Wolfgang Amadeus Mozart


The seventh and final child of Leopold and Anna Maria Mozart was born in Salzburg on this day in 1756. Christened Joannes Chrysostomus Wolfgangus Theophilus, their son is remembered to history by the name he preferred: Wolfgang Amadeus Mozart.
Of the seven children, only two survived infancy--Wolfgang and his sister Maria Anna (called “Nannerl”). Leopold Mozart was an accomplished musician and he taught Nannerl to play harpsicord when she was seven years old, soon recognizing the girl’s remarkable talent. Soon afterwards, Wolfgang, who was four years younger than Nannerl, began to demonstrate his own extraordinary musical genius.
Wolfgang began playing the harpsicord at age three, then added violin. By the time he was five, he was proficient on both instruments, had begun composing music of his own, and had given his first public performance. The boy, his father proclaimed, was “a miracle of God.”
Leopold virtually abandoned his own career and set off on a tour of Western Europe, exhibiting his precocious children in royal and Imperial courts in Bavaria, Vienna, and Prague, delighting and aweing those who came to see and hear the gifted children play.
For the next three and half years the family traveled Europe, performing for royalty and aristocracy in Munich, Mannheim, Paris, London, Dover, The Hague, Amsterdam, Utrecht, Mechelen, and elsewhere. Wolfgang’s talent continued to soar during these years. At age 8 he composed his first symphony, and he continued to compose for the rest of his life.
During the tours (there were five more over the next decade) Leopold would often challenge audiences to present Wolfgang with any music, declaring that the boy would play it on sight. As a child he also demonstrated the remarkable ability to write out from memory any piece of music he had heard.
Once Nannerl reached 18 she stopped traveling on the tours, her father no longer being able to display her as a child prodigy. Nannerl’s interesting life story will the subject of a future Dose.
In 1781, at age 25, Wolfgang moved to Vienna, quitting his position as a court musician in Salzburg. There over the next ten years he would rise to the peak of his fame, even as he often struggled financially. In 1782 he married Constanze Weber. They would have six children together, only two of whom survived infancy.
Over the course of his brief but extraordinary life Mozart composed over 600 works, ranging across nearly every known genre—symphonies, operas, concertos, sonatas, minuets, masses, and more. His astonishing oeuvre includes 68 symphonic works, 54 concertos, 18 masses, and 23 operas.

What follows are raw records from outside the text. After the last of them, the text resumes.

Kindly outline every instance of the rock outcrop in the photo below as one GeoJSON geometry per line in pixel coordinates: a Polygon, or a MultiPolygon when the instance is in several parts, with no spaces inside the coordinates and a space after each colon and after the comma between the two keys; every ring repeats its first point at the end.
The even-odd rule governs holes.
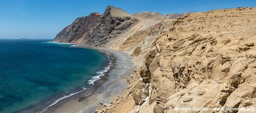
{"type": "Polygon", "coordinates": [[[121,8],[109,6],[86,35],[83,44],[109,47],[139,20],[121,8]]]}
{"type": "Polygon", "coordinates": [[[77,18],[71,24],[58,34],[53,41],[80,43],[101,16],[99,13],[92,13],[89,16],[77,18]]]}
{"type": "MultiPolygon", "coordinates": [[[[138,113],[254,113],[212,108],[256,106],[255,11],[238,8],[193,13],[150,28],[153,35],[147,34],[138,47],[140,53],[149,51],[138,83],[143,89],[150,84],[146,88],[152,90],[144,102],[133,97],[138,113]],[[169,109],[185,107],[211,109],[169,109]]],[[[135,95],[141,90],[133,88],[135,95]]]]}

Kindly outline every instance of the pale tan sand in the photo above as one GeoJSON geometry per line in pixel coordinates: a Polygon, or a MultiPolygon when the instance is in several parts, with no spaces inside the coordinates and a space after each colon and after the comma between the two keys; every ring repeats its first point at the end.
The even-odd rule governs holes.
{"type": "Polygon", "coordinates": [[[94,88],[62,99],[44,113],[92,113],[98,103],[109,103],[127,89],[129,85],[124,76],[130,76],[134,69],[132,58],[125,52],[109,48],[94,48],[108,52],[115,58],[115,66],[108,75],[102,76],[100,79],[95,81],[94,88]]]}

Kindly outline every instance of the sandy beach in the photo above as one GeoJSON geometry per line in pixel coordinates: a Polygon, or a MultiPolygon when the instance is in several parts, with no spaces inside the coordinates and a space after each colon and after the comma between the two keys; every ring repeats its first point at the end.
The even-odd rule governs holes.
{"type": "Polygon", "coordinates": [[[88,48],[108,53],[112,62],[110,69],[94,82],[91,88],[59,101],[44,113],[92,113],[98,104],[109,103],[126,90],[129,85],[124,78],[129,77],[134,70],[132,57],[109,48],[88,48]]]}

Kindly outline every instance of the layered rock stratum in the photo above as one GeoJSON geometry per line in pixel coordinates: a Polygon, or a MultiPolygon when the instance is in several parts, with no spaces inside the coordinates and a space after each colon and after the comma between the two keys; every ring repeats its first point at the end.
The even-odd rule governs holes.
{"type": "Polygon", "coordinates": [[[134,56],[136,70],[126,79],[130,86],[95,112],[255,113],[212,108],[256,107],[256,8],[161,21],[156,13],[125,12],[108,7],[80,45],[134,56]],[[171,109],[194,107],[210,109],[171,109]]]}
{"type": "Polygon", "coordinates": [[[89,16],[79,17],[59,32],[53,40],[58,42],[80,43],[101,16],[92,13],[89,16]]]}
{"type": "Polygon", "coordinates": [[[255,113],[213,108],[256,107],[256,11],[191,13],[150,27],[131,53],[139,68],[131,86],[107,112],[255,113]],[[210,109],[170,109],[194,107],[210,109]]]}

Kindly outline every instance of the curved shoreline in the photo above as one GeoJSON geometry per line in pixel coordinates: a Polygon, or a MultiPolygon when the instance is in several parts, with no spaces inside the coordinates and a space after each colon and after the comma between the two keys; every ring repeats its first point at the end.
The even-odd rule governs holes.
{"type": "Polygon", "coordinates": [[[94,85],[91,88],[84,90],[81,92],[59,100],[55,105],[49,107],[43,113],[69,113],[79,111],[92,112],[97,108],[97,104],[100,102],[100,103],[104,103],[104,102],[106,102],[105,103],[107,103],[106,102],[110,102],[113,99],[113,97],[115,96],[115,94],[109,94],[108,92],[110,89],[117,90],[117,93],[115,93],[118,94],[124,92],[128,87],[128,85],[124,85],[126,83],[124,79],[121,76],[123,75],[122,73],[117,73],[117,71],[118,71],[119,70],[120,72],[124,71],[123,69],[118,69],[119,67],[117,67],[120,65],[125,65],[124,63],[126,62],[127,61],[124,61],[123,60],[130,60],[130,63],[132,64],[129,64],[130,66],[119,66],[124,68],[127,68],[127,71],[124,71],[126,72],[124,73],[125,73],[128,76],[129,76],[129,74],[130,75],[134,70],[133,64],[131,61],[132,58],[131,56],[126,53],[115,51],[109,48],[87,47],[84,48],[100,51],[108,54],[112,62],[110,68],[103,73],[103,76],[99,77],[100,79],[94,81],[94,85]],[[116,61],[118,62],[117,64],[116,61]],[[119,62],[122,61],[124,62],[119,62]],[[117,75],[113,75],[115,74],[117,75]],[[116,82],[117,81],[120,82],[120,85],[117,85],[118,83],[116,82]],[[107,86],[111,86],[108,87],[107,86]]]}

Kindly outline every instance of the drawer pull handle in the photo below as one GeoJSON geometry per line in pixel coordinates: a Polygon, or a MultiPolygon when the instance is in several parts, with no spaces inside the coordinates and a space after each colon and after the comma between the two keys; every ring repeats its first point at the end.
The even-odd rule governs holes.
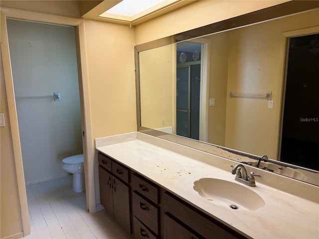
{"type": "Polygon", "coordinates": [[[141,234],[142,237],[144,237],[144,238],[149,238],[149,235],[148,235],[145,232],[145,231],[144,230],[143,230],[142,228],[140,230],[140,233],[141,234]]]}
{"type": "Polygon", "coordinates": [[[150,209],[147,207],[145,206],[145,205],[143,203],[140,202],[140,207],[143,210],[150,211],[150,209]]]}
{"type": "Polygon", "coordinates": [[[140,186],[140,189],[141,189],[142,191],[143,191],[144,192],[149,191],[149,189],[148,188],[143,187],[143,185],[142,185],[142,184],[139,184],[139,185],[140,186]]]}
{"type": "Polygon", "coordinates": [[[114,189],[114,192],[116,192],[116,185],[115,184],[115,179],[114,179],[114,181],[113,182],[113,184],[112,185],[112,187],[113,189],[114,189]]]}
{"type": "Polygon", "coordinates": [[[117,173],[118,173],[119,174],[123,174],[123,172],[120,170],[119,169],[118,169],[117,168],[116,169],[116,172],[117,173]]]}
{"type": "Polygon", "coordinates": [[[111,176],[109,176],[109,180],[108,180],[108,185],[109,185],[109,187],[110,187],[110,188],[111,188],[111,176]]]}

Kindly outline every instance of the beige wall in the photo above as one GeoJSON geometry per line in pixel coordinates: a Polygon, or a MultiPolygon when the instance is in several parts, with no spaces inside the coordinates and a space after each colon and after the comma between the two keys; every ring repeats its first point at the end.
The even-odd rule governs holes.
{"type": "Polygon", "coordinates": [[[285,37],[283,32],[319,25],[312,11],[229,32],[227,93],[272,92],[268,101],[227,98],[225,146],[276,159],[284,77],[285,37]],[[254,139],[251,140],[251,139],[254,139]]]}
{"type": "MultiPolygon", "coordinates": [[[[85,100],[89,102],[90,106],[92,138],[136,130],[135,44],[160,38],[285,1],[287,1],[248,0],[242,3],[240,7],[236,1],[197,2],[137,26],[135,32],[133,27],[85,20],[84,40],[90,95],[89,99],[85,100]]],[[[80,15],[77,2],[63,2],[1,0],[1,6],[56,15],[78,17],[80,15]]],[[[6,102],[3,96],[3,85],[1,79],[1,113],[5,107],[2,105],[6,102]]],[[[9,121],[7,118],[6,120],[6,125],[9,125],[9,121]]],[[[1,238],[21,231],[21,224],[19,223],[21,217],[17,201],[17,187],[14,181],[16,173],[12,149],[9,149],[12,145],[10,146],[8,128],[1,128],[1,238]],[[8,163],[2,166],[5,160],[8,163]],[[4,187],[2,178],[6,182],[4,187]],[[2,211],[2,207],[9,209],[9,214],[5,209],[2,211]],[[8,225],[5,231],[2,228],[4,223],[8,225]]],[[[97,181],[97,175],[95,172],[95,182],[97,181]]],[[[96,187],[97,185],[96,183],[96,187]]]]}
{"type": "Polygon", "coordinates": [[[141,123],[144,127],[159,128],[174,124],[175,49],[174,45],[168,45],[140,52],[141,111],[143,112],[141,123]]]}
{"type": "Polygon", "coordinates": [[[136,131],[134,29],[92,20],[84,28],[92,138],[136,131]]]}
{"type": "MultiPolygon", "coordinates": [[[[215,106],[208,111],[208,142],[225,146],[226,109],[228,74],[228,32],[210,36],[209,98],[215,106]]],[[[208,37],[205,37],[208,38],[208,37]]]]}
{"type": "Polygon", "coordinates": [[[65,176],[62,159],[83,153],[75,29],[6,22],[25,183],[65,176]],[[18,98],[53,92],[60,101],[18,98]]]}
{"type": "Polygon", "coordinates": [[[28,11],[70,17],[80,17],[81,16],[80,5],[78,1],[76,0],[1,0],[0,2],[1,6],[6,7],[21,9],[28,11]]]}
{"type": "Polygon", "coordinates": [[[196,1],[136,26],[135,42],[139,45],[287,1],[196,1]]]}

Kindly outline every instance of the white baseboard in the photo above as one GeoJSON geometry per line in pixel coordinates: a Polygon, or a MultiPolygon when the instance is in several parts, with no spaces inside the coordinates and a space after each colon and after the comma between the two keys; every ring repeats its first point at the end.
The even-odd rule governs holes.
{"type": "Polygon", "coordinates": [[[47,181],[53,180],[53,179],[56,179],[57,178],[63,178],[69,175],[70,174],[69,173],[65,172],[62,174],[59,174],[58,175],[54,175],[51,177],[47,177],[46,178],[40,178],[36,180],[25,182],[25,186],[32,185],[32,184],[35,184],[36,183],[42,183],[43,182],[46,182],[47,181]]]}
{"type": "Polygon", "coordinates": [[[17,233],[15,233],[12,235],[7,236],[4,238],[1,238],[1,239],[18,239],[19,238],[22,238],[23,237],[23,232],[19,232],[17,233]]]}
{"type": "Polygon", "coordinates": [[[96,210],[97,212],[98,212],[99,211],[103,210],[103,209],[104,209],[104,207],[102,206],[102,204],[97,204],[96,206],[95,206],[95,210],[96,210]]]}

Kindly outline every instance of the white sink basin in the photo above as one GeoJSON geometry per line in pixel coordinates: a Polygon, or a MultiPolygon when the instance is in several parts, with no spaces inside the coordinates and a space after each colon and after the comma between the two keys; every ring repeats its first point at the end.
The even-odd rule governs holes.
{"type": "Polygon", "coordinates": [[[208,202],[227,207],[230,210],[232,210],[232,205],[235,208],[233,209],[249,211],[264,207],[263,198],[248,187],[222,179],[204,178],[195,181],[193,188],[208,202]]]}

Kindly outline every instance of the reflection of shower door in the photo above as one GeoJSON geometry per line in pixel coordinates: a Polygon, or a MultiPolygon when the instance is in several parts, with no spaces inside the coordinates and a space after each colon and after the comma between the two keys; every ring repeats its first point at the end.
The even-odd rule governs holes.
{"type": "Polygon", "coordinates": [[[176,134],[199,139],[200,64],[183,65],[176,71],[176,134]]]}

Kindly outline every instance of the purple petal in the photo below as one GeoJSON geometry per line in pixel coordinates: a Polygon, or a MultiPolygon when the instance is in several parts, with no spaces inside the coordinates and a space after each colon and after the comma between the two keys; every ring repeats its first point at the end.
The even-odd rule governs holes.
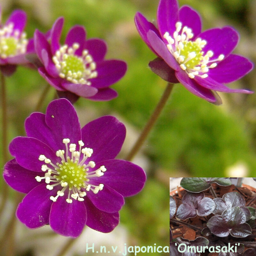
{"type": "Polygon", "coordinates": [[[175,76],[175,71],[170,68],[162,59],[157,58],[148,64],[151,71],[162,79],[173,84],[179,83],[175,76]]]}
{"type": "Polygon", "coordinates": [[[230,83],[245,76],[253,67],[253,64],[246,58],[231,54],[219,62],[216,68],[210,68],[208,74],[219,83],[230,83]]]}
{"type": "Polygon", "coordinates": [[[165,32],[172,35],[176,30],[175,24],[178,21],[178,8],[176,0],[160,0],[157,20],[159,31],[162,36],[165,32]]]}
{"type": "Polygon", "coordinates": [[[84,147],[92,148],[90,160],[97,163],[115,158],[125,137],[125,127],[114,116],[102,116],[85,125],[82,129],[84,147]]]}
{"type": "Polygon", "coordinates": [[[111,232],[119,223],[118,212],[110,213],[96,208],[85,196],[84,203],[87,211],[86,225],[91,228],[103,233],[111,232]]]}
{"type": "MultiPolygon", "coordinates": [[[[101,181],[100,179],[99,180],[101,181]]],[[[86,196],[97,208],[110,213],[119,211],[124,204],[123,196],[107,185],[96,194],[91,191],[87,192],[86,196]]]]}
{"type": "Polygon", "coordinates": [[[14,25],[13,31],[18,29],[20,32],[23,31],[27,23],[27,14],[21,10],[16,10],[10,15],[5,24],[6,25],[12,23],[14,25]]]}
{"type": "Polygon", "coordinates": [[[172,68],[175,70],[178,70],[179,68],[179,64],[175,58],[169,52],[163,40],[152,30],[149,30],[148,32],[147,36],[152,47],[157,53],[157,55],[163,59],[172,68]]]}
{"type": "Polygon", "coordinates": [[[50,76],[58,76],[59,73],[52,59],[52,55],[50,44],[44,35],[36,30],[34,35],[35,48],[36,54],[50,76]]]}
{"type": "Polygon", "coordinates": [[[117,82],[126,72],[127,66],[122,60],[108,60],[96,64],[98,76],[90,79],[92,85],[96,88],[107,87],[117,82]]]}
{"type": "Polygon", "coordinates": [[[112,159],[97,163],[95,168],[103,165],[107,171],[103,176],[97,178],[97,181],[107,185],[124,196],[135,195],[143,188],[146,174],[138,165],[128,161],[112,159]]]}
{"type": "Polygon", "coordinates": [[[45,143],[54,152],[63,146],[62,140],[56,139],[55,134],[46,124],[44,114],[32,113],[26,119],[25,128],[28,137],[35,138],[45,143]]]}
{"type": "Polygon", "coordinates": [[[211,90],[201,86],[195,80],[188,77],[184,71],[176,72],[176,76],[180,83],[190,92],[210,102],[215,102],[216,99],[211,90]]]}
{"type": "Polygon", "coordinates": [[[56,20],[52,25],[51,32],[50,40],[51,49],[52,54],[55,53],[56,51],[60,47],[60,39],[61,34],[61,31],[63,27],[64,19],[60,17],[56,20]]]}
{"type": "Polygon", "coordinates": [[[231,89],[228,87],[218,83],[210,77],[202,78],[198,76],[195,77],[195,81],[201,86],[210,90],[221,92],[236,92],[240,93],[252,93],[250,91],[240,89],[231,89]]]}
{"type": "Polygon", "coordinates": [[[179,11],[179,20],[182,23],[182,27],[187,26],[192,29],[194,36],[196,37],[201,33],[201,20],[198,13],[188,6],[183,6],[179,11]]]}
{"type": "Polygon", "coordinates": [[[115,90],[110,88],[103,88],[99,89],[98,92],[94,96],[88,97],[88,98],[91,100],[103,101],[110,100],[117,96],[117,92],[115,90]]]}
{"type": "Polygon", "coordinates": [[[28,193],[40,184],[35,178],[42,176],[42,172],[31,172],[22,167],[15,159],[7,162],[4,165],[4,178],[13,189],[22,193],[28,193]]]}
{"type": "Polygon", "coordinates": [[[61,82],[62,80],[62,78],[59,76],[56,77],[51,76],[44,67],[40,67],[38,70],[39,74],[56,90],[58,91],[65,91],[65,89],[61,86],[61,82]]]}
{"type": "Polygon", "coordinates": [[[107,52],[107,45],[103,40],[98,38],[91,38],[86,41],[84,49],[88,50],[95,62],[103,60],[107,52]]]}
{"type": "Polygon", "coordinates": [[[44,155],[54,163],[58,160],[55,152],[46,144],[30,137],[17,137],[10,143],[9,149],[19,164],[33,172],[43,172],[41,168],[44,162],[38,159],[40,155],[44,155]]]}
{"type": "Polygon", "coordinates": [[[12,75],[16,71],[17,68],[17,65],[10,64],[0,66],[1,72],[6,76],[9,76],[12,75]]]}
{"type": "Polygon", "coordinates": [[[79,47],[75,53],[81,56],[83,50],[86,36],[86,32],[84,28],[82,26],[76,25],[71,28],[68,32],[66,37],[65,44],[69,46],[72,47],[74,43],[78,43],[79,47]]]}
{"type": "Polygon", "coordinates": [[[80,84],[71,84],[64,79],[62,81],[61,85],[67,91],[85,98],[95,95],[98,91],[97,89],[92,86],[80,84]]]}
{"type": "Polygon", "coordinates": [[[86,220],[85,206],[82,202],[66,202],[65,196],[60,196],[51,209],[50,224],[54,231],[62,236],[77,237],[82,233],[86,220]]]}
{"type": "MultiPolygon", "coordinates": [[[[77,115],[72,104],[65,99],[52,101],[46,111],[45,122],[56,140],[68,138],[77,144],[81,139],[81,130],[77,115]]],[[[65,145],[63,144],[64,149],[65,145]]]]}
{"type": "Polygon", "coordinates": [[[210,50],[213,52],[213,56],[210,60],[217,59],[221,54],[227,57],[236,47],[239,39],[236,31],[229,27],[206,30],[198,37],[207,42],[203,49],[205,52],[210,50]]]}
{"type": "Polygon", "coordinates": [[[149,48],[155,54],[157,55],[157,54],[151,46],[147,37],[147,34],[149,30],[152,30],[156,33],[159,38],[161,38],[161,36],[159,34],[159,31],[153,23],[148,21],[144,16],[140,12],[137,12],[136,13],[134,17],[134,20],[137,30],[143,41],[147,44],[149,48]]]}
{"type": "Polygon", "coordinates": [[[46,189],[45,184],[36,187],[25,196],[17,209],[18,219],[29,228],[36,228],[49,223],[49,215],[52,201],[51,196],[57,189],[46,189]]]}
{"type": "Polygon", "coordinates": [[[76,101],[79,99],[79,96],[76,94],[67,91],[61,92],[57,91],[57,94],[60,99],[61,98],[66,99],[72,104],[76,102],[76,101]]]}

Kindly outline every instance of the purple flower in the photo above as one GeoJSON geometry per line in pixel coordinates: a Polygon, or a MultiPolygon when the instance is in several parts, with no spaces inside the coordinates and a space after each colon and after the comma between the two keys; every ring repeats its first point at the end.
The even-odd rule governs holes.
{"type": "Polygon", "coordinates": [[[250,93],[230,89],[223,84],[248,73],[253,64],[231,52],[239,36],[230,27],[201,31],[200,17],[188,6],[179,9],[176,0],[160,0],[157,12],[158,28],[137,12],[139,33],[158,58],[149,63],[151,70],[164,79],[180,83],[196,96],[221,102],[215,92],[250,93]]]}
{"type": "Polygon", "coordinates": [[[139,166],[114,159],[124,139],[124,125],[106,116],[81,129],[75,109],[62,99],[51,102],[45,115],[32,113],[25,127],[28,137],[11,142],[15,158],[4,173],[12,188],[27,194],[18,218],[30,228],[49,224],[55,232],[74,237],[85,225],[112,231],[119,222],[124,197],[139,192],[146,180],[139,166]]]}
{"type": "MultiPolygon", "coordinates": [[[[0,7],[0,21],[1,16],[0,7]]],[[[28,40],[23,32],[27,15],[21,10],[13,12],[4,24],[0,25],[0,70],[6,76],[16,70],[17,65],[29,66],[25,58],[34,52],[34,40],[28,40]]]]}
{"type": "Polygon", "coordinates": [[[72,28],[65,44],[61,45],[63,22],[63,18],[60,18],[53,24],[49,38],[50,43],[39,31],[35,32],[36,51],[43,65],[38,68],[40,74],[57,90],[59,96],[71,101],[79,96],[94,100],[116,97],[116,92],[109,87],[124,76],[125,63],[105,60],[105,42],[98,38],[86,40],[81,26],[72,28]]]}

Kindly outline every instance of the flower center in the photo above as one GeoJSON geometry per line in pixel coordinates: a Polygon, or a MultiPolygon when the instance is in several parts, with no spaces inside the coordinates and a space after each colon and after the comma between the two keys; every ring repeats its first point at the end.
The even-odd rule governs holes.
{"type": "Polygon", "coordinates": [[[0,28],[0,57],[5,59],[25,53],[28,43],[26,36],[24,32],[14,30],[12,23],[0,28]]]}
{"type": "Polygon", "coordinates": [[[67,188],[68,193],[66,199],[67,203],[72,203],[70,196],[75,200],[84,201],[84,199],[83,197],[86,196],[86,191],[92,191],[97,194],[103,188],[103,184],[100,184],[98,186],[91,184],[90,179],[102,176],[106,169],[102,165],[96,171],[93,171],[91,168],[95,167],[95,163],[93,161],[90,161],[87,164],[84,163],[87,158],[91,156],[93,150],[87,148],[82,148],[84,144],[82,140],[78,142],[79,151],[76,151],[76,144],[69,144],[69,139],[64,139],[62,141],[66,145],[66,152],[60,149],[56,152],[56,155],[60,158],[60,162],[55,164],[44,155],[40,155],[39,160],[46,164],[43,164],[41,168],[43,172],[46,172],[44,177],[36,176],[35,179],[38,182],[44,179],[47,184],[46,188],[49,190],[52,190],[56,186],[62,188],[61,190],[57,192],[56,196],[50,197],[50,199],[53,202],[56,202],[59,196],[64,196],[64,192],[67,188]],[[68,155],[68,151],[71,153],[71,157],[68,155]]]}
{"type": "Polygon", "coordinates": [[[77,43],[73,44],[72,47],[65,44],[56,51],[52,60],[60,77],[73,84],[90,85],[91,83],[88,79],[98,75],[96,64],[86,49],[83,51],[82,56],[76,55],[75,52],[79,47],[77,43]]]}
{"type": "Polygon", "coordinates": [[[210,60],[213,52],[208,51],[205,54],[203,51],[207,42],[199,38],[194,41],[190,40],[194,36],[192,30],[186,26],[181,30],[182,24],[180,22],[175,25],[176,30],[173,37],[168,32],[164,35],[168,43],[168,50],[189,77],[193,78],[196,76],[206,78],[208,76],[209,68],[215,68],[217,65],[215,62],[223,60],[224,55],[220,54],[218,58],[210,60]]]}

Many of his compositions are among the best loved and most enduring in musical history.
Mozart died at his home in Vienna on December 5, 1791, at age 35. The cause of his death remains a mystery and a source of much speculation.
Happy birthday to Wolfgang Amadeus Mozart, born 267 years ago today.
The 1819 portrait by Barbara Kraft is based on a c. 1781 portrait by Johann della Croce, depicting Mozart at about age 25. According to Nannerl, Kraft's portrait is the best likeness of her brother.